At a press conference in August, DeSantis announced the office’s first arrests — mostly of black men who had recently voted. If found guilty, they could face up to five years in prison and a $5,000 fine. All those arrested had previous convictions for murder or a sexual offence. Florida voters in 2018 approved an amendment that allows former felons to register to vote unless convicted of those crimes.

Many of the 20 people arrested in the August 18 crackdown said they believed they had the right to vote and had been encouraged to register by local authorities.
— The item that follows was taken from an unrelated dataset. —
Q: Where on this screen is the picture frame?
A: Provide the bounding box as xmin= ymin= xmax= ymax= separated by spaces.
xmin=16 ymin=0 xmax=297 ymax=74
Their registrations were approved by the state Division of Elections and county election supervisors issued them with voter identification numbers and cards.

“The state has approved his voter’s registration and issued him a voter identification card,” Fort Lauderdale attorney Michael Gottlieb wrote in a motion this month to dismiss another case related to the accusations of electoral fraud. “He voted under the authority granted to him by the government, and now that same body is seeking to incarcerate him for the very act they approved of and encouraged him to take.”

Body camera videos released this week by officers who made some of the arrests – which took place in five counties in just hours the morning of DeSantis’ August press conference – show the confusion and concern among those arrested, as well as among some of the officers.

Gottlieb, who worked on Woods’ case and also represents another man arrested the same day, said that while the state can appeal the decision of Miami-Dade Circuit Judge Milton Hirsch, the dismissal is a good sign.

“I will definitely use it as wind in my sails,” Gottlieb said.

DeSantis press secretary Bryan Griffin said the state will continue to pursue business with its office of election integrity.

“The state will continue to enforce the law and ensure that murderers and rapists who are not allowed to vote do not do so illegally,” he said. “Florida will not be a state in which elections are left vulnerable or cheaters are left irresponsible.”

Neil Volz, deputy director of the Florida Rights Restoration Coalition, applauded the dismissal of the case against Wood.

“This reinforces our resolve to continue to put people above politics and to honor the commitment we made to the 1.4 million people affected by Amendment 4, who should take advantage of the opportunity to participate fully in our democracy,” Volz said in a statement.

Larry Davis, an attorney for Woods, said his client was “very happy and relieved” that the charges were dismissed.